Obj. ID: 45574
Jewish Funerary Art Monument to the victims of the Vilnius Ghetto in the Third (Šeškinė) Jewish Cemetery in Vilnius, Lithuania, 1989
Who is Commemorated?
Victims of the Vilnius ghetto.
Description:
The monument is located at the southern edge of the section of the cemetery where people who died in the Vilnius Ghetto are commemorated. Its façade faces the graves, while its western side turns toward the main pathway of the cemetery.
The monument consists of a central granite stele located inside a gate made of two granite piers and a horizontal granite uneven slab inscribed with the dates “1941-1942.” These dates probably refer to those who died in the ghetto and were buried in this cemetery.
The left (eastern) pier is crude, with diagonal carvings, while the right (western) one is polished and bears a Hebrew inscription.
The central stele bears a white Star of David and a short Lithuanian inscription “Ghetto victims” on the white field. Its upper part has wide and narrow white stripes. Similar strips appear also on the stele’s basis and on the crude pier. Only a wide white strip appears in the lower part of the polished pier.
A donor’s inscription is made on the western side of the slab, facing the pathway.
Inscriptions:
On the slab:
1941-1942
On the central stele, in Lithuanian:
Geto
aukos
Translation: Victims of the ghetto.
On the right, polished pier, in Hebrew:
קדושי הגיטו היהודי
בווילנה שנהרגו, הומתו
ונספו על קידוש
השם על ידי הצוררים
הנאצים ימ"ש [יימח שמם] בשנות
השואה תש"א-
תש"ב יזכרם אלהים
לטובה עם שאר
צדיקי עולם הגנוזים
בבית עלמין זה.
ויקויים בהם חזון
הנביא וניקיתי דמם
לא ניקיתי [יואל ד, כא]. כי דורש
דמים אותם זכר לא
שכח צעקת ענווים [תהילים ט, יג].
ת.נ.צ.ב.ה.
Translation: Martyrs of the Jewish ghetto in Vilnius that were murdered, killed, and perished for the sanctification of the name by the hateful Nazis, may their names be blotted out, in the years 1941-1942. May God remember them for good with other righteous of the world buried in this cemetery. And the vision of the prophet will be fulfilled, “Thus, I will treat as innocent their blood, which I have not treated as innocent” [Joel 4:21, in the Vulgate 3:21]. “For he who avenges blood remembers, he does not ignore the cries of the afflicted” [Ps. 9:13, in the Vulgate 9:12]. May their souls be bound in the bundle of life.
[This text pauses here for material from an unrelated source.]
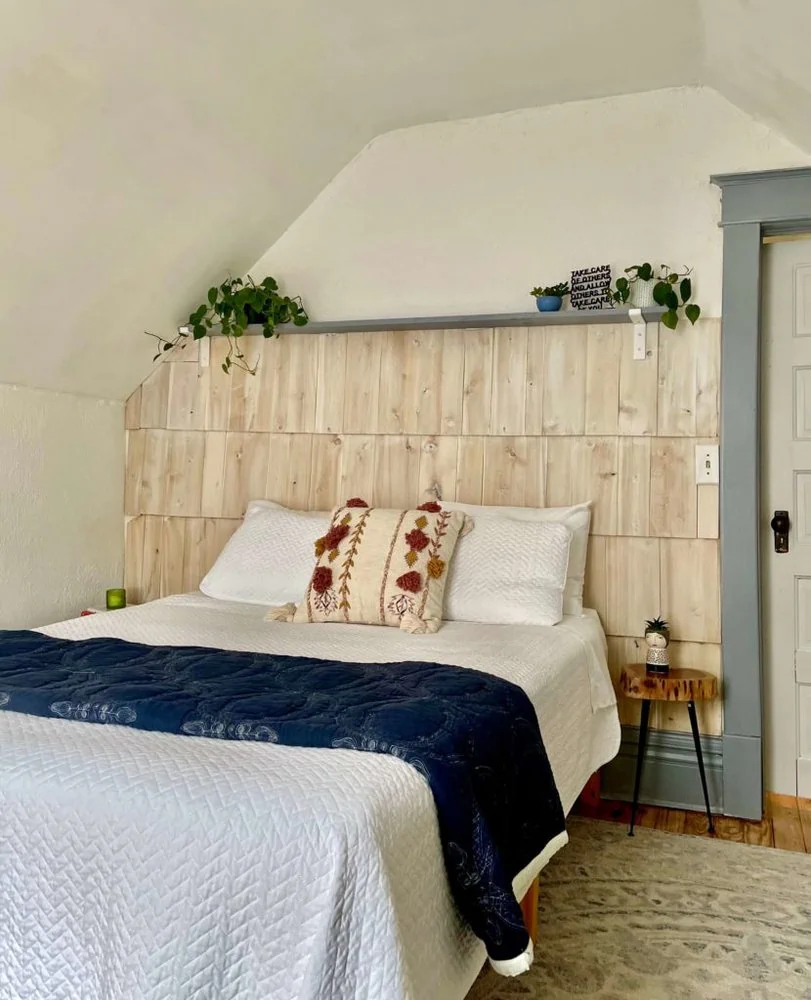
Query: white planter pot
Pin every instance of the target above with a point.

On the western side of the slab, in Hebrew and English:
In Hebrew:
נתרם ע"י משפחת
ישעיהו אפשטיין
תל אביב תש"נ
Translation: Donated by the family of Yeshayahu Epstein, Tel Aviv, 1990
In English:
Donated by Fam.
Shaya Epstein
Tel-Aviv 1990
Commissioned by
Family of Yeshayahu (Shaya) Epstein
sub-set tree:
Overall width - 220 cm
Right pier, width - 70 cm
Right pier, thickness - 43 cm
Central stele, width - 51
Left pier, width - 47 cm
The monument was funded by Yeshayahu Epstein, a Vilna naitive who lived in Tel Aviv (his father Zeev is buried here) and unveiled on November 8, 1989, in the presence of Rabbi Shlomo Goren, the former Chief Rabbi of the Israeli Defense Forces and Chief Ashkenazi Rabbi of Israel.
Agranovskii, Genrikh and Irina Guzenberg. Vilnius: Po sledam Litovskogo Ierusalima. Pamiatnye mesta ereiskoi istorii i kul’tury, 2nd ed. (Vilnius: The Vilna Gaon Jewish State Museum, 2016)., 688.
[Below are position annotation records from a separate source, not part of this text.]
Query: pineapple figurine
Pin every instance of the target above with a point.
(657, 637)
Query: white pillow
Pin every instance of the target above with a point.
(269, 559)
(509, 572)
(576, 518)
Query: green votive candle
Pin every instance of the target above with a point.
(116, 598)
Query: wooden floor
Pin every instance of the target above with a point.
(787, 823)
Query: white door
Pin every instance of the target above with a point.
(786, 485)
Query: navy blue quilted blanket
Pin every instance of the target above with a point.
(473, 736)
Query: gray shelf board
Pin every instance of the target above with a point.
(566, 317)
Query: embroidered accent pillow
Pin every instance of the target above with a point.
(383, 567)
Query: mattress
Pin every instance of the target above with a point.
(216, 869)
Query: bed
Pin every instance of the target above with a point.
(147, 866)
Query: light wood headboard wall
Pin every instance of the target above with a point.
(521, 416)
Guzenberg, Irina, Vilnius: Sites of Jewish Memory. A Concise Guide. Second revised and supplemented edition. Trans. Svetlana Shatalova (Vilnius: Pavilniai Publishers, 2019)., 70.
Guzenberg, Irina, Vilnius: Traces of the Jewish Jerusalem of Lithuania. Memorable Sites of Jewish History and Culture. A Guidebook (Vilnius: Pavilniai, 2021)., 704.
Guzenberg, Irina. Vilnius: Pamiatnye mesta evreiskoi istorii i kul'tury (Vilnius: Pavilniai, 2013)., 68.
Itzhak Alfasi (ed.), Vilna yerushalayim de-lita hareva! haita ve-einena od (Tel Aviv, 1993), 15.